Anticipation was high, and my excitement was soon justified. A green hairstreak, living up to its name, dashed past at full pelt over a sunlit corner of bramble flowers, and a six-belted clearwing moth flitted by soon after. The tiny round yellow fly, Gymonsoma nitens, was visiting the white flowers of wild carrot. A parasite of shieldbugs, it was thought to be virtually extinct in Britain until it was found in the Gateway — it’s now a regular.

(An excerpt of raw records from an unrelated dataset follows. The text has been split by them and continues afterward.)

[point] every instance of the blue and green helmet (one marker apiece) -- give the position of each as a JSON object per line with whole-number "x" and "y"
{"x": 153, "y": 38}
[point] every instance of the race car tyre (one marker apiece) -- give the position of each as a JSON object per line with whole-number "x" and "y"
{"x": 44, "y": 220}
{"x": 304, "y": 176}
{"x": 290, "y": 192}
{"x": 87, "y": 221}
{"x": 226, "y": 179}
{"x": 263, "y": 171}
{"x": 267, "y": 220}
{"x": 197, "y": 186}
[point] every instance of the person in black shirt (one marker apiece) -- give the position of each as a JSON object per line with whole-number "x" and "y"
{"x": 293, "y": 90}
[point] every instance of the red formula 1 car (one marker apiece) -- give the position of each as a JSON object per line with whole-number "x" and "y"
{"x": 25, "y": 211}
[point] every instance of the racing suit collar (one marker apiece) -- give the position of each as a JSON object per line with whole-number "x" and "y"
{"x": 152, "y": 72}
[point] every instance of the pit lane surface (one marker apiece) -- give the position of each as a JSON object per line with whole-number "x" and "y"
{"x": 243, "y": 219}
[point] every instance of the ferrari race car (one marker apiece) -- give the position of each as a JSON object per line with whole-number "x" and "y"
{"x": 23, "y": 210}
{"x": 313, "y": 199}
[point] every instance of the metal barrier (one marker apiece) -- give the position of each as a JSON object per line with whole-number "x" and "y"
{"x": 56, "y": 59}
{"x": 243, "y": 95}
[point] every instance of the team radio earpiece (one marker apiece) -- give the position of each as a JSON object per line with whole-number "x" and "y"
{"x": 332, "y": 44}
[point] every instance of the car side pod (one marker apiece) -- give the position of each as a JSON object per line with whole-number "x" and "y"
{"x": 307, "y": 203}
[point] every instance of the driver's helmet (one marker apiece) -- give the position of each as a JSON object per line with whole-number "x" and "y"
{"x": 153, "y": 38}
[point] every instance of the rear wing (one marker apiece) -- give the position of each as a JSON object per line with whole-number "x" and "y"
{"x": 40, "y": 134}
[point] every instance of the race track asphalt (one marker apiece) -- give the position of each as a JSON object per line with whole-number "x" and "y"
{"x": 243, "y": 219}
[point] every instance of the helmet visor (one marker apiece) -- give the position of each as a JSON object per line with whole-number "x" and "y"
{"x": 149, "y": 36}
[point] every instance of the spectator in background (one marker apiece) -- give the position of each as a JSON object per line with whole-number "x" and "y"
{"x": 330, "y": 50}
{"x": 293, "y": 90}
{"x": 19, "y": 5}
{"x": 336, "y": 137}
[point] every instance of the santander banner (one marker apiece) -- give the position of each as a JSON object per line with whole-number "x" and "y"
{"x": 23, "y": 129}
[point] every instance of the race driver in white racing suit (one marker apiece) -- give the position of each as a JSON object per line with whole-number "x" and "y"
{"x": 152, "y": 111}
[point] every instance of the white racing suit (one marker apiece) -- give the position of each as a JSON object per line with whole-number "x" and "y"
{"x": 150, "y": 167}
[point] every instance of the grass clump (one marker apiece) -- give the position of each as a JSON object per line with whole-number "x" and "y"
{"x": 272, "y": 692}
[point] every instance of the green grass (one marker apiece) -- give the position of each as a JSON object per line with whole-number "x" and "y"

Brownfields are particularly good for ground beetles; they thrive on the hot sunny ground. I soon adopted the standard entomological pose — head down, bum in the air, scrabbling with my fingers in the crumbly root-thatch and loose soil. This being an official environmental survey I decided to put in some pitfall traps for them — plastic disposable cups, tops set in flush to the ground to catch whatever might fall in. Unfortunately, the broken rubble was completely defeating my garden trowel. Undeterred, I started to use my sheath knife, the one with the stout 20-cm blade. On my knees, using bone-jarring double-handed stabs into the hard ground I was making some headway when I noticed I was being watched by a smartly dressed man carrying a clip-board.

Not the knife I use to cut the apple in my packed lunch.

I stopped and looked up, thinking he must be a planner or engineer connected to the proposed redevelopment of the site. He introduced himself: he was a police detective. A body had recently been hauled from the River Medway nearby, those uniformed men over there were the finger-tip search team examining the area where the sawn-off shotgun had been found, and I was in the middle of a murder enquiry.

The Rochester Police search line.

Trying not to look too guiltily at the large Bowie knife in my hands, I explained what I was doing. He was mildly interested, but unconcerned. Maybe, though, I could keep a look out, during my own hands-and-knees searches, for anything that might be helpful to their enquiries. I unhesitatingly agreed.

Needless to say, I spent the rest of my time in Rochester in a state of heightened wariness. Now I can make light of it, but I’m still thankful I didn’t find anything more suspicious than a drift of bee orchids and a nationally scarce tortoise bug. Oh, and there were several interesting ground beetles.